6) Damsels in distress de Whit Stillman
Le campus en version féminine, bourgeoise, wasp, “ivy league”. Dans ce film très finement et richement dialogué, les héroïnes tentent d’échapper à la mélancolie. Entre Rohmer et Woody Allen, une vision évidemment beaucoup plus délicate et sophistiquée que les potacheries à la American pie.
7) Kaboom de Gregg Araki
Cinéaste pop et punk, Araki filme avec appétit la vie de campus, ses beaux jeunes gens, ses expériences sexuelles, son hédonisme et enjolive le tout de couleurs bien pétantes, Almodovar’s style. Il fait aussi basculer ce genre vers d’autres genres comme le fantastique et l’horreur, faisant de Kaboom une dragée au poivre, un bonbon acide explosant de saveurs pop et rock.
8) Social network de David Fincher
Excellent biopic consacré à Mark Zuckerberg, fondateur de Facebook, le film rappelle que cette aventure technologique et capitaliste est née dans un campus et que son déclencheur fut une situation typique de la vie universitaire – en l’occurrence, une histoire de cœur (ou de cul). Jaloux de la fille qui vient de le larguer, Zuckerberg créé un site interactif pour élire la fille la plus sexy du campus. Et Facebook fut ! Le film montre les liens consanguins entre créativité capitaliste et université, à tel point que les sièges de ces nouvelles multinationales s’apparentent à des campus, comme le désormais fameux Google Campus.
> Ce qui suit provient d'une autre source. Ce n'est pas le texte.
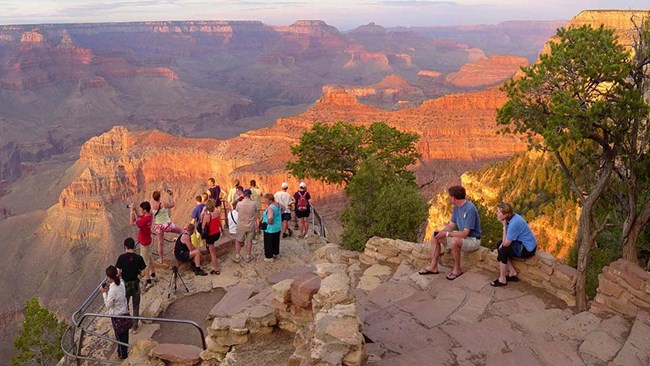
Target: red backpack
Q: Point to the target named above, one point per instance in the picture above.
(302, 201)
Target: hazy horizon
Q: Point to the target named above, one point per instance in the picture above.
(342, 14)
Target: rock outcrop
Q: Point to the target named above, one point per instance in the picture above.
(487, 72)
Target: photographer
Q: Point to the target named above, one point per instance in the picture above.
(184, 251)
(114, 295)
(144, 223)
(162, 220)
(129, 266)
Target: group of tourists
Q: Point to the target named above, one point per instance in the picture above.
(249, 212)
(245, 212)
(463, 234)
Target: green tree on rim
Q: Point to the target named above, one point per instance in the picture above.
(39, 342)
(577, 94)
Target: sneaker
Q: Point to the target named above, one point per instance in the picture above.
(148, 285)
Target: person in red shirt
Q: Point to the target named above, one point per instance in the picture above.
(144, 222)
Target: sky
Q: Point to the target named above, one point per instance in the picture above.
(343, 14)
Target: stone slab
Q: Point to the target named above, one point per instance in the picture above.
(183, 354)
(475, 281)
(368, 283)
(599, 347)
(578, 326)
(493, 335)
(294, 272)
(388, 293)
(399, 332)
(433, 312)
(525, 304)
(541, 321)
(557, 353)
(434, 356)
(234, 297)
(472, 309)
(636, 350)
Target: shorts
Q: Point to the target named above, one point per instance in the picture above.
(211, 239)
(470, 244)
(196, 239)
(302, 214)
(183, 256)
(145, 252)
(245, 235)
(163, 228)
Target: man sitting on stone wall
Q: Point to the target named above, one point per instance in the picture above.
(463, 232)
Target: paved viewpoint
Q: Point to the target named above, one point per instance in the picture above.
(428, 320)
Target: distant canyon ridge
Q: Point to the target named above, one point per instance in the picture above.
(97, 115)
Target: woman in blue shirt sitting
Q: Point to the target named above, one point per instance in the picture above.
(517, 241)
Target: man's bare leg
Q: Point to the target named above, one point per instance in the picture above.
(161, 247)
(435, 250)
(249, 247)
(455, 252)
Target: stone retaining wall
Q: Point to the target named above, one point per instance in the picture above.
(542, 270)
(335, 336)
(623, 288)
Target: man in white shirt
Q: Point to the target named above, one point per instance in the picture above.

9) Spring breakers de Harmony Korine
Le “spring break” (en vf, les vacances de printemps) est un ritual immutable de la vie de campus, le moment où les étudiants de toute l’Amérique émigrent vers les plages ensoleillées de Floride pour se lâcher avant les examens finaux. Sexe, drogues, alcools et rock’n’roll (ou rap) sont au programme de ces TP festifs. Harmony Korine s’est emparé de ce matériau pour en faire un trip pop inspiré, éclatant de couleurs, d’énergie et de sensualité, mais également infusé de noirceur anxiogène et d’une légère dose de commentaire social.
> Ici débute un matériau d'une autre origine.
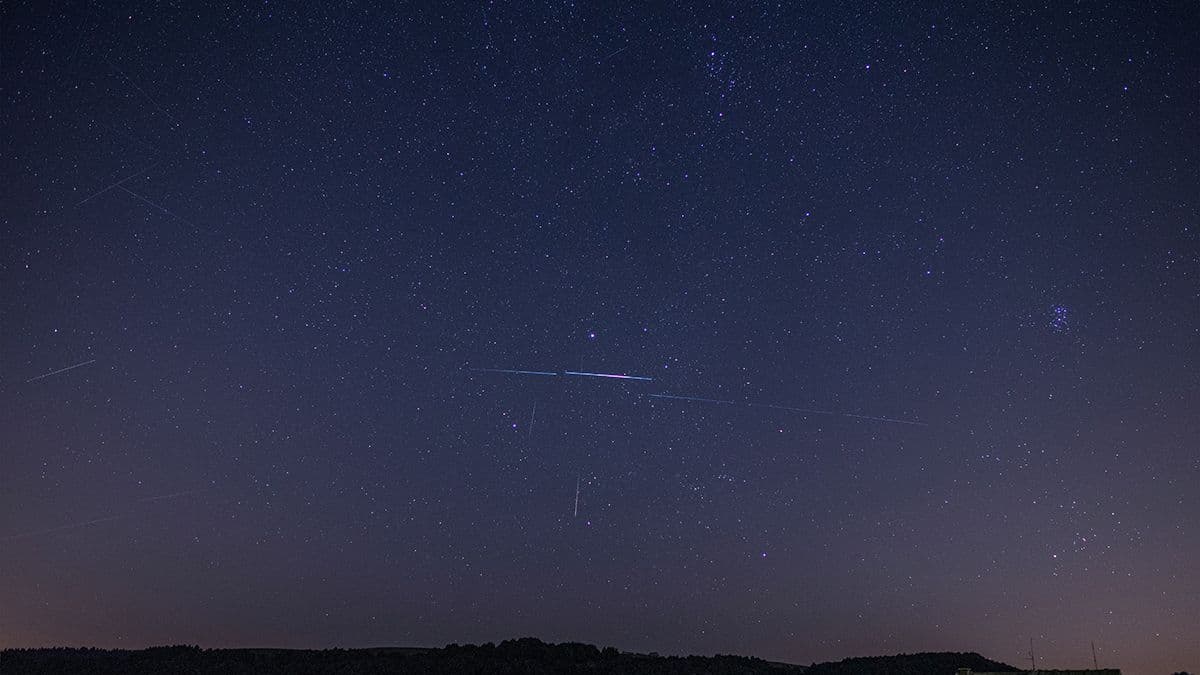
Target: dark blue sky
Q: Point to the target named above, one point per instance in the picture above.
(280, 237)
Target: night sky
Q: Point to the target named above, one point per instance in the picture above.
(911, 297)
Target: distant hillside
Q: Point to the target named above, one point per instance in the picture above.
(510, 657)
(928, 663)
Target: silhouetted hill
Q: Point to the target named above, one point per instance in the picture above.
(510, 657)
(928, 663)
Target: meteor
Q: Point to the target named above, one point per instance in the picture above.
(59, 370)
(607, 375)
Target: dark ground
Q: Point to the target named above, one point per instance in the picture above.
(527, 655)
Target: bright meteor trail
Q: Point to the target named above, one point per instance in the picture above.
(790, 408)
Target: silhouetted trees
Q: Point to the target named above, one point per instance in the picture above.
(510, 657)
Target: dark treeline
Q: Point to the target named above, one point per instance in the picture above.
(911, 664)
(510, 657)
10) Une jeunesse chinoise de Lou Ye
https://www.youtube.com/watch?v=HiJDGDtuDGQ
Le campus movie n’est pas uniquement américain. Pour preuve, cette déclinaison chinoise, beaucoup moins potache et plus grave que les fleurons anglo-saxons du genre. On y suit l’histoire d’amour retorse entre un étudiant et une étudiante ainsi que les soulèvements politiques réclamant plus de liberté et de démocratie, dans un mix sensible entre l’intimisme et le grand vent de l’histoire.
11) Comment je me suis disputé (ma vie sexuelle) de Arnaud Desplechin
https://www.youtube.com/watch?v=4bfcMPyEIec
Le campus movie en vf. Comme on est ici en France, et particulièrement à Paris, il n’y a pas de campus stricto sensu mais une vie universitaire disséminée dans la ville et ses environs (de la Sorbonne à Nanterre), ses apparts et cafés. Plutôt qu’aux étudiants, Desplechin s’intéresse surtout aux profs, thésards, chargés de TD, à leurs rivalités amoureuses et professionnelles. Cet écosystème sorbonnard peut sembler à première vue très éloigné de Spring break, Scream ou autres Kaboom et pourtant, le film est imprégné de dialogues cul et de désir sexuel, alors que les règlements de comptes entre universitaires peuvent s’avérer presqu’aussi violents qu’un gunfight ou un coup de lame, même si les blessures infligées sont affectives et psychologiques plutôt que physiques.